Review: Signal to Noise

Silvia Moreno-Garcia’s Signal to Noise owes, I think, quite a lot more to the South American magic realist tradition than it does to Western SFF. Its protagonist, Mercedes, returns to her home town in Mexico from her adopted home in Norway to attend her father’s funeral; once there, she finds unwelcome memories flooding back. In a series of flashbacks to her high school days, we’re told how she and two friends, all stuck at the bottom of the high school social ladder and lusting after people who would never dream of noticing them, find that they can use their beloved vinyl records to do magic.

It’s a book that works on a very simple metaphor: anyone who’s ever listened to their headphones on their way to an interview knows that the right music can give you power that’s no less potent for being imaginary. What if that was real, literal magic power? What if you could really change your life with music? And it uses that literalised metaphor to tell a very focused, very personal story about  homecoming and shared cultural touchstones.

The mode of the novel is really elegy – an elegy to the hormone-ridden years of teenhood, when everything seems approximately a million times more important than it actually is. It feels appropriate that that intensity is rendered through a novel about music, whose very purpose is to hold and draw out and intensify emotion: that’s a good choice. And I like that that intensity is offset by the withdrawn and slightly bitter perspective of Older Mercedes, a Mercedes who’s perhaps less wise than she thinks. I like that this is a magic realist novel about flawed and not always entirely likeable characters, and that it’s not particularly interested in the exact workings of how Mercedes and her high school friends cast their spells.

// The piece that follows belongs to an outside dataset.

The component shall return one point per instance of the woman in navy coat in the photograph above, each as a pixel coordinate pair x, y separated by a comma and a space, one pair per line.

But…I liked it. I didn’t love it. Like a lot of novels that flash back to the protagonist’s childhood, I found it just a little too personal; too wrapped up in itself. This is entirely my own preference, I’ll admit; I favour big, ambitious books about new societies and new ways of being over slim, elegiac novels about a specific character’s emotional life. There are lots of good things about Signal to Noise, and your mileage may vary; it just wasn’t, quite, for me.